$3.4M grant to help build another tornado safe room

? Washington, D.C., smiled on the Baldwin City school district this week, to the tune of a $3.4 million grant to build another tornado-proof safe room.

“We got the big one,” said Superintendent Paul Dorathy, who learned of the grant approval Wednesday. “This is for 1,800 people. The question was whether they were going to give us the grant for 1,500 or 1,800 people.”

The Federal Emergency Management Agency grant paves the way to construct a new Performing Arts Center almost entirely as a safe room capable of withstanding an EF-5 tornado. The school district’s 25 percent match of $1.1 million will turn the 16,100-square-foot building into a $4.5 million safe room. Voters had approved $3.1 million for the auditorium during November’s bond issue election.

“This has added a huge worth for the PAC because of what we’re able to put in it and have the safe room,” Dorathy said. “Basically, all but a little lobby out front will be a safe room.”

He said the building’s walls would consist of 2-foot-thick concrete panels that weigh 80 tons each. The roof will be reinforced concrete, too, but not that thick.

“It’ll be a place where if we ever have to face that, and I hope we don’t, we can survive a pretty severe tornado,” Dorathy said. “This is unbelievable. I feel good about this one.”

It also puts the project, which will be built between Baldwin High School and Baldwin Junior High School, back on track after it had been put on hold by the school board.

“This opens the way for the design team to move forward,” he said. “The board had said, ‘Let’s wait until we see what happens with the grant.'”

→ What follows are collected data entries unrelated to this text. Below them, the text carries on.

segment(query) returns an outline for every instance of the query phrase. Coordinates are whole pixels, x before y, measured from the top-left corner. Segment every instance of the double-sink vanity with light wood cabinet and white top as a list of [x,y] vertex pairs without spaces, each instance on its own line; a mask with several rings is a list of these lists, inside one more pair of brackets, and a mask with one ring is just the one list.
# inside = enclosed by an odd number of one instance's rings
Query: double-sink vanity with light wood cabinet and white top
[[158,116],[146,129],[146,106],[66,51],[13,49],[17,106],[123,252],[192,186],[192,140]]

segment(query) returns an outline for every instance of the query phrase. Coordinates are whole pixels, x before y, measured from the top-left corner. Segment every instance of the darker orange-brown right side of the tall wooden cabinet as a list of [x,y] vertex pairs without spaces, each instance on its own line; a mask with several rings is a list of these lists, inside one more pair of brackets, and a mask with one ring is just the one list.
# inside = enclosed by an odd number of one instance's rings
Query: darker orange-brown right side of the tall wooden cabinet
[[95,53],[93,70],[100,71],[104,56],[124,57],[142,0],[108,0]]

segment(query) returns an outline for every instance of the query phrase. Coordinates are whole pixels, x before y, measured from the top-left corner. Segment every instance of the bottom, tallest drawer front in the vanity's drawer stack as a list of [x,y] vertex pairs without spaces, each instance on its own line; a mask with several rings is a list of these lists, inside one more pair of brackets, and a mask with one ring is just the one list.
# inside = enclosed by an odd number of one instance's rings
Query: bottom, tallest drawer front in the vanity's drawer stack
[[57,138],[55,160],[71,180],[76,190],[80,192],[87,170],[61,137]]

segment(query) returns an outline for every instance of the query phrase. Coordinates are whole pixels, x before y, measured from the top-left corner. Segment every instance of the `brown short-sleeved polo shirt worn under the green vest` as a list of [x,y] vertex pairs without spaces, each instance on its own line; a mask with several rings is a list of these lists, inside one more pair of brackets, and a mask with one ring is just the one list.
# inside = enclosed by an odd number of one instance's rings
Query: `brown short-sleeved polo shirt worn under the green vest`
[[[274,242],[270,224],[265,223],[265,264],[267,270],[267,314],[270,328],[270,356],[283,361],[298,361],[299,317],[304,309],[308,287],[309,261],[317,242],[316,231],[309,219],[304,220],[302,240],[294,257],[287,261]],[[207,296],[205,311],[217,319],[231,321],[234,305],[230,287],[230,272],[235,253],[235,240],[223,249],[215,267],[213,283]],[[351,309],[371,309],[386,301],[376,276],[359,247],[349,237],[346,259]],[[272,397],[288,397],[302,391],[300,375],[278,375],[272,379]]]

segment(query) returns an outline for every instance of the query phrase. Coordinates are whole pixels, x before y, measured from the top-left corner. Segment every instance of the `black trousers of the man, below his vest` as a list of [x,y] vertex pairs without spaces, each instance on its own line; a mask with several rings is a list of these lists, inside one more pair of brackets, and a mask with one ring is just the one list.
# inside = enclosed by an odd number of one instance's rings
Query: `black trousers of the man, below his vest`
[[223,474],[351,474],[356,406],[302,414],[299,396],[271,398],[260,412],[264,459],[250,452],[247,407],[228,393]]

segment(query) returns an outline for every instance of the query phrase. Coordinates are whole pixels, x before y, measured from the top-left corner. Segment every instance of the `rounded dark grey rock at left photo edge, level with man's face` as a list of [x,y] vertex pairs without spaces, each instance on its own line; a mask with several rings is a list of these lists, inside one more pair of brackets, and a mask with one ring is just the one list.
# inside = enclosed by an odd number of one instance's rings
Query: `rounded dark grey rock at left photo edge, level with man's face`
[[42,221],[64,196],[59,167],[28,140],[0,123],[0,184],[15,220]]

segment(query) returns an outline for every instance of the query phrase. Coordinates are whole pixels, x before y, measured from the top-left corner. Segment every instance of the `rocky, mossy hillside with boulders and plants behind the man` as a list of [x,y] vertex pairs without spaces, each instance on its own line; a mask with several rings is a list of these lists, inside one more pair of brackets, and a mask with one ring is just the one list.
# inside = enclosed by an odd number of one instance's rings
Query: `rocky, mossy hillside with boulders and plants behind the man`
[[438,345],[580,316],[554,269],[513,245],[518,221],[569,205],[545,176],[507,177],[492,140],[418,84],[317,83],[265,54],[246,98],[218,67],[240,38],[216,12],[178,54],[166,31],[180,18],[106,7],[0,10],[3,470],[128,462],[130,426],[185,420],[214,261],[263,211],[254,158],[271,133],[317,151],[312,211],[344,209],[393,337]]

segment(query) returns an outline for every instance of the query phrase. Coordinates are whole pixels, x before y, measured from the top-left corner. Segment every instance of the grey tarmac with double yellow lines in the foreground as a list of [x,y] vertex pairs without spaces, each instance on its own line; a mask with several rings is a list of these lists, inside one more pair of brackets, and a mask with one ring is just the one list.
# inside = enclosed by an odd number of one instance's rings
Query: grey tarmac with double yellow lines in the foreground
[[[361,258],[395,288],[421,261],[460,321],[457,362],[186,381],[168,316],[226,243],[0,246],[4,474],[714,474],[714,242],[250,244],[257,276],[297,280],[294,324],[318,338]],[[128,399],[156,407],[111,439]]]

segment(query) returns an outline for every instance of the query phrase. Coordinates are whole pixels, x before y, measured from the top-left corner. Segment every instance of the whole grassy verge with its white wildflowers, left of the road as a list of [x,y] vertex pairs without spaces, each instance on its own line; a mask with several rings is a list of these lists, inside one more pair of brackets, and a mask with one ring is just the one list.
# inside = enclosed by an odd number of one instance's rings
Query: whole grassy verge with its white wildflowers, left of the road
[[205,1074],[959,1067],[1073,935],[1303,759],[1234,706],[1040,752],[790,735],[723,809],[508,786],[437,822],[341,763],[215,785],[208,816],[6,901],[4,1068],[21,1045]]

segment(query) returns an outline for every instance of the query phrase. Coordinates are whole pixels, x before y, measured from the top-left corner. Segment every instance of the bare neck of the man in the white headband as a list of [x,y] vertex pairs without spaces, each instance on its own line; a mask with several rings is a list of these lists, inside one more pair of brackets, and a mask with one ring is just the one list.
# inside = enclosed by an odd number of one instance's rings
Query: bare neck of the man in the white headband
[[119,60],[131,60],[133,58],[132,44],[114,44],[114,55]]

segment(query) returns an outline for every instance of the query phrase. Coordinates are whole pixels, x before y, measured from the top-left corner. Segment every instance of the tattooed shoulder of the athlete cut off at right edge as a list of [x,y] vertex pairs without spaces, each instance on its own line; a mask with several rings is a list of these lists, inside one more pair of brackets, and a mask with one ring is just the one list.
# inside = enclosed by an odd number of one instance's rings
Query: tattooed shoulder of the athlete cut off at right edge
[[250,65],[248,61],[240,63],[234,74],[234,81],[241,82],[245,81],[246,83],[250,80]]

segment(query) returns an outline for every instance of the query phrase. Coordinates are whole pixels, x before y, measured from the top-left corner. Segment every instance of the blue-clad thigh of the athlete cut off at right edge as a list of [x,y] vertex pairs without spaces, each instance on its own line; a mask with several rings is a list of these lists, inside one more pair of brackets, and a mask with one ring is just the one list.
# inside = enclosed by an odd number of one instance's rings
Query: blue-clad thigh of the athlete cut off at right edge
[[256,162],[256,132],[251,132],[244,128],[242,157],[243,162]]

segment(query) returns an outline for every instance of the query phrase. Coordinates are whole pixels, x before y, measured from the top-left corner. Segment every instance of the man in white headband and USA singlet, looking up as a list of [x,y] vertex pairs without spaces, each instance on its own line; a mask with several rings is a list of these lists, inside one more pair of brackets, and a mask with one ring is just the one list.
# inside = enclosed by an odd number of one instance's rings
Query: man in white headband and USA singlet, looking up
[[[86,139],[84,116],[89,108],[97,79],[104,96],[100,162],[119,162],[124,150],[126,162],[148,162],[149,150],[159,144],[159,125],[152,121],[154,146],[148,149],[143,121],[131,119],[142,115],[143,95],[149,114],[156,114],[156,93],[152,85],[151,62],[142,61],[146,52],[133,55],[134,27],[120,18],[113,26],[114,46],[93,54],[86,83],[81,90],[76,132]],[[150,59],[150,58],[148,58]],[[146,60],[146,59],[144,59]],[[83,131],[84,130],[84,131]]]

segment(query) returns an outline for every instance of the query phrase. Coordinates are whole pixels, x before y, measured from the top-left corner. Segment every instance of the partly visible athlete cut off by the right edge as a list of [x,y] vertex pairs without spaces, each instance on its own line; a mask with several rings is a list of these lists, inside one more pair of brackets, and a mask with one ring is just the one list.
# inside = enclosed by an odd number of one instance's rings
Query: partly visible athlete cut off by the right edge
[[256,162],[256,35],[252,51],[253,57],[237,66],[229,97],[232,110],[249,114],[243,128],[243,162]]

The project will likely go to bid in late September or early October, with a completion date of December 2010 or January 2011, he said.

“We won’t have an exact timeline until the design group has completed plans,” Dorathy said.

He also said the process went through several more channels than did another recent FEMA grant given to the district — $450,000 for construction of a safe room at the new Baldwin Elementary School Primary Center.

Teri Smith, director of Douglas County Emergency Management who has helped with both grant applications, was excited to hear about another success.

“I think it’s great that a community has taken the step to want this for the faculty and students,” Smith said. “Many times I wish people would go for it. It is a lot of work to go for these grants. But as long as there is money out there to match, people should do it.”